Today is International Children's Book Day in honour of Hans Christian Andersen's birthday and as usual IBBY has produced a poster. This year's theme is The Book Remembers and it is by Estonian illustrator Juri Mildeberg.
It is also Amy Schwartz's birthday. She is an American author illustrator whose work I know very little about as
I have only seen a couple of her books. The library has What James Likes Best, which won the 2004 Charlotte Zolotow Award. This is a great honour, given that it is awarded to the author of the best picture book text published in the USA in the
preceding year. It seems as if we should have more of her books!

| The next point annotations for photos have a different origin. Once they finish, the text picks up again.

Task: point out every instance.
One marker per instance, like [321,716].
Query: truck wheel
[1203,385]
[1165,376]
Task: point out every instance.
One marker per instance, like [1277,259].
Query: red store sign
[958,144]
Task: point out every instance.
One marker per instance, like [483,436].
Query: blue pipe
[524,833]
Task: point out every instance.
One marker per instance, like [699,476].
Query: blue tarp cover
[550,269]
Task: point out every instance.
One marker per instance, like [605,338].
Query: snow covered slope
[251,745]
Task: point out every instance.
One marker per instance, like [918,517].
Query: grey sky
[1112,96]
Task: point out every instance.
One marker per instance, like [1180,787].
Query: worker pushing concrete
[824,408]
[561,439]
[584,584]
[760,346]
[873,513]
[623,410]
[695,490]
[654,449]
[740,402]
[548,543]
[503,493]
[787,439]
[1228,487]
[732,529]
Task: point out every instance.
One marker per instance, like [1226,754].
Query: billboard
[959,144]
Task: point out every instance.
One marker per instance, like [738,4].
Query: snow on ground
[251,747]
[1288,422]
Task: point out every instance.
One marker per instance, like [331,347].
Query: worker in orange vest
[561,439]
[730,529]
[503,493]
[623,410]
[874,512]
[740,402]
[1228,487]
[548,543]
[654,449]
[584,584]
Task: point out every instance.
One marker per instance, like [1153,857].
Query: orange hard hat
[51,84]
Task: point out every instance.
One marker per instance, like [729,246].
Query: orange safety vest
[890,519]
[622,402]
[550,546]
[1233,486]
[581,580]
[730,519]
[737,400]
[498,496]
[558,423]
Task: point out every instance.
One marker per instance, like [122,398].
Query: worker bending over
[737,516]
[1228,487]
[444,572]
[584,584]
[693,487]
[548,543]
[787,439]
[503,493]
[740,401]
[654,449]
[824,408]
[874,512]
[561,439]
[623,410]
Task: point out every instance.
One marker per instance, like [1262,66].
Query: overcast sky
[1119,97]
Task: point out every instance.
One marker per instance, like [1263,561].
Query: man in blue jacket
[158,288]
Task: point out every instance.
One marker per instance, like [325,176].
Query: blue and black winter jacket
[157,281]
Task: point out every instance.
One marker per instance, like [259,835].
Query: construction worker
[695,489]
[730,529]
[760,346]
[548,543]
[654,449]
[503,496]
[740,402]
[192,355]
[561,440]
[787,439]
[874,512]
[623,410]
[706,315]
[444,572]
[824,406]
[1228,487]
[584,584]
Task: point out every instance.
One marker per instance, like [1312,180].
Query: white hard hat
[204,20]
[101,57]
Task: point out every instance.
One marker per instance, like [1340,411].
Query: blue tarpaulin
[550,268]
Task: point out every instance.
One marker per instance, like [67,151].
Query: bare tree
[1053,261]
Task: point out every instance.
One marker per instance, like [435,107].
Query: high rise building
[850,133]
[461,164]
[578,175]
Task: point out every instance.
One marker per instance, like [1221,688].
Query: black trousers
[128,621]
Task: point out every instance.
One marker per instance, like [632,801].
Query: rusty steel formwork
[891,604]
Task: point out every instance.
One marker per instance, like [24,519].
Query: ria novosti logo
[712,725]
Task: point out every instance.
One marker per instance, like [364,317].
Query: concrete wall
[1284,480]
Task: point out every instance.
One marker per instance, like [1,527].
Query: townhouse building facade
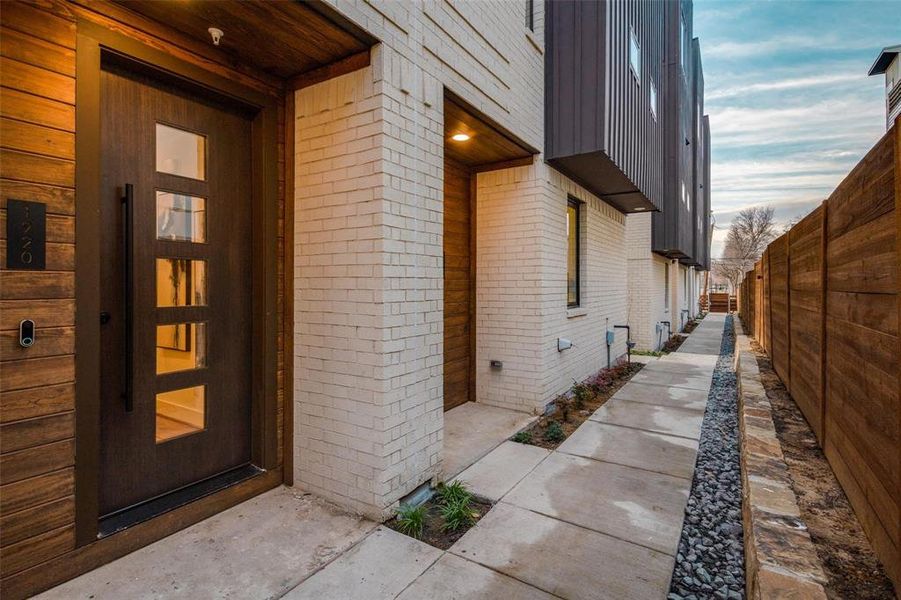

Thirdly, it is World Autism Day, also known as World Autism Awareness Day. The aim of this day is to increase people's awareness about people, especially children with autism. This is becoming easier to do using children's books because of titles such as Mark Haddon's The Curious Incident of the Dog in the Night Time and Cynthia Lord's Rules. Although many of the books for younger children are still overly didactic anything by Kathy Hoopman who writes about Asperger's Syndrome is worth exploring and the picture book Looking After Louis by Lesley Ely and Polly Dunbar is especially good for looking at the consequences of mainstreaming children with autism and thus increasing tolerance of difference. This story is told from the point of view of a girl who sits next to Louis, an autistic boy who is a loner, repeats things he hears, mimicks adults and gets away with behaviour that wouldn't be tolerated from the other children. This book should help initiate good discussion. Another picture book worth searching out is My Brother Sammy by Becky Edwards and David Armitage. In this story Sammy does not go to a mainstream class and he is constantly ruining his brother's things. His brother just wants Sammy to be a 'normal' brother.